I have several rows of data (tab separated). I want to find the row which matches elements from two columns (3rd & 4th) in each row with two other colum
You have not indicated what you would consider a correct answer and your terminology seems a bit vague when you talk about "where there is a reciprocal match", but if I understand the task correctly as finding all rows where col.3 == col.10 & col.4 == col.11, then this should accomplish the task:
which( outer(indat$V4, indat$V11, "==") &
outer(indat$V3, indat$V10, "=="),
arr.ind=TRUE)
# result
row col
[1,] 19 1
[2,] 10 3
[3,] 7 6
[4,] 8 6
[5,] 6 7
[6,] 11 8
[7,] 3 10
[8,] 7 11
[9,] 8 11
[10,] 1 19
The outer function applies a function 'FUN', in this case "==", to all two-way combinations of x and y, its first and second arguments, so here we get an n x n matrix with logical entries and I am taking the logical 'and' of two such matrices. So the rows where there are matches with other rows are:
unique( c(which( outer(indat$V4, indat$V11, "==") &
outer(indat$V3, indat$V10, "=="),
arr.ind=TRUE) ))
#[1] 19 10 7 8 6 11 3 1
So the set with no matches, assuming a data.frame named indat, is:
matches <- unique( c(which( outer(indat$V4, indat$V11, "==") &
outer(indat$V3, indat$V10, "=="), arr.ind=TRUE) ))

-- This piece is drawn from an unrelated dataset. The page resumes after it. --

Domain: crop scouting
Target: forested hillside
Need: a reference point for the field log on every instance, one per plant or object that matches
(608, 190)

indat[ ! 1:NROW(indat) %in% matches, ]
And the ones with matches are:
indat[ 1:NROW(indat) %in% matches, ]
The below function compare
takes advantage of R´s capability for fast sorting. Function arguments a
and b
are matrices; rows in a
are screend for matching rows in b
for any number of columns. In case column order is irrelevant, set row_order=TRUE
to have the row entries sorted in increasing order. Guess the function should work as well with dataframes and character / factors columns, as well as duplicate entries in a
and/or b
. Despite using the for
& while
it´s relatively quick in returning the first row match in b
for each row of a
(or 0
, if no match is found).
compare<-function(a,b,row_order=TRUE){
len1<-dim(a)[1]
len2<-dim(b)[1]
if(row_order){
a<-t(apply(t(a), 2, sort))
b<-t(apply(t(b), 2, sort))
}
ord1<-do.call(order, as.data.frame(a))
ord2<-do.call(order, as.data.frame(b))
a<-a[ord1,]
b<-b[ord2,]
found<-rep(0,len1)
dims<-dim(a)[2]
do_dims<-c(1:dim(a)[2])
at<-1
for(i in 1:len1){
for(m in do_dims){
while(b[at,m]<a[i,m]){
at<-(at+1)
if(at>len2){break}
}
if(at>len2){break}
if(b[at,m]>a[i,m]){break}
if(m==dims){found[i]<-at}
}
if(at>len2){break}
}
return(found[order(ord1)]) # indicates the first match of a found in b and zero otherwise
}
# example data sets:
a <- matrix(sample.int(1E4,size = 1E4, replace = T), ncol = 4)
b <- matrix(sample.int(1E4,size = 1E4, replace = T), ncol = 4)
b <- rbind(a,b) # example of b containing a
# run the function
found<-compare(a,b,row_order=TRUE)
# check
all(found>0)
# rows in a not contained in b (none in this example):
a[found==0,]
DWin's answer is solid, however with large-ish arrays, typically over 50k or so you'll run into memory issues, as the matrices you're creating are huge.
I'd do something like:
match(
interaction( indat$V3, indat$V10),
interaction( indat$V4, indat$V11)
);
Which concatenates all the values of interest into factors and does a match.
This is a less pure solution, but faster/more manageable.